In any case, this collaboration is not without troubles: challenges arise from various problems such as how to store, access, analyze and integrate multiple types of data; or, how to work with multiple databases simultaneously; or even, how to make data accessible and usable to life sciences researchers (Sullivan, Gabbard, Shukla, & Sobral, 2010). At the same time, tools facilitating sense- and decision-making by appropriately capturing the collective intelligence that emerges during such collaboration are lacking. Biomedical researchers need such tools to efficiently and effectively collaborate and make decisions by appropriately assembling and analyzing enormous volumes of complex multi-faceted data residing in different sources. Supporting team collaboration under such circumstances is still considered as a challenging task (Finholt, 2003).

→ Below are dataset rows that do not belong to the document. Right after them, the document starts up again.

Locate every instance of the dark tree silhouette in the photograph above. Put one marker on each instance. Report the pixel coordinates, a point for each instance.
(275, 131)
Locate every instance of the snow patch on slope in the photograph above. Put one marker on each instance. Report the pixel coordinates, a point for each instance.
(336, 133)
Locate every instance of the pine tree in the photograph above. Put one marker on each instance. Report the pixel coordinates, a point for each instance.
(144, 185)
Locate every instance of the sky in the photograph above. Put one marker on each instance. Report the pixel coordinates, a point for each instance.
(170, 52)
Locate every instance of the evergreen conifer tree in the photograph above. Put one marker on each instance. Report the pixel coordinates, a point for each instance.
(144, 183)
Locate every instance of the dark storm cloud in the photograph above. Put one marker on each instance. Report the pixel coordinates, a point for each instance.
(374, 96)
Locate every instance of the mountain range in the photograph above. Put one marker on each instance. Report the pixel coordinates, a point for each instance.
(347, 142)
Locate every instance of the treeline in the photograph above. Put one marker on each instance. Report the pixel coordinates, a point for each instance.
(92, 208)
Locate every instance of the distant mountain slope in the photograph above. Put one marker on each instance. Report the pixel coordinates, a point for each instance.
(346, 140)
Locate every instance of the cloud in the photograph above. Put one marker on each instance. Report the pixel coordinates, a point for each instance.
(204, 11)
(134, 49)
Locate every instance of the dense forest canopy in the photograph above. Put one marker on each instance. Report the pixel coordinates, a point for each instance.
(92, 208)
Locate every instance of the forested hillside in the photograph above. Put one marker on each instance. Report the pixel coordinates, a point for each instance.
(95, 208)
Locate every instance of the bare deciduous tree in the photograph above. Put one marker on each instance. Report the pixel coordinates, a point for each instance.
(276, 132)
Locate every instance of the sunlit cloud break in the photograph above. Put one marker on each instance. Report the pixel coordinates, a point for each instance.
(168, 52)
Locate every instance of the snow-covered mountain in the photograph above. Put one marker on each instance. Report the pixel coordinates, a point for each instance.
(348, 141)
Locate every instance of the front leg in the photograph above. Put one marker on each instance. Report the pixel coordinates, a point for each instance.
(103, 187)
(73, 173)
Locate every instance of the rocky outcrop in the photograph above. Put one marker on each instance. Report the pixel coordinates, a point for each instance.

In this paper, we present a Web based tool to support and enhance collaboration of interdisciplinary teams in the field of biomedical research, with the aim of facilitating sense and decision making in data-intensive situations. As an example, the tool aims to support communities of clinical researchers and bio-scientists, during their scientific collaboration allowing them to easily examine, reuse and interpret heterogeneous clinico-genomic data and information sources, as well as to reach decisions for the production of new insightful conclusions (or the formation of reliable biomedical knowledge), without having to worry about the method of locating and assembling these huge quantities of data (such as genetic, transcriptomic, proteomic or clinical data, gene ontology, etc.). The tool is able to support the entire life cycle of biomedical collaboration. To achieve this flexibility, it adopts an incremental formalization approach, whereby a set of loosely coupled resources are gradually transformed into argumentative discourse out of which decisions emerge. The overall idea of the proposed tool is to function as a collective electronic logbook (serving all members of the collaborating group), which captures important discussions about the evaluation and assessment of related resources, the design rationale of the associated experiments and the justification of the decisions made.
The proposed tool is being developed in the context of an FP7 EU project, namely Dicode (http://lucene.apache.org/mahout) – to meaningfully search, analyze and aggregate data existing in diverse, extremely large, and rapidly evolving sources. The services to be developed in the context of Dicode will be tested in real problems from three application areas; one of them concerns clinico-genomic research.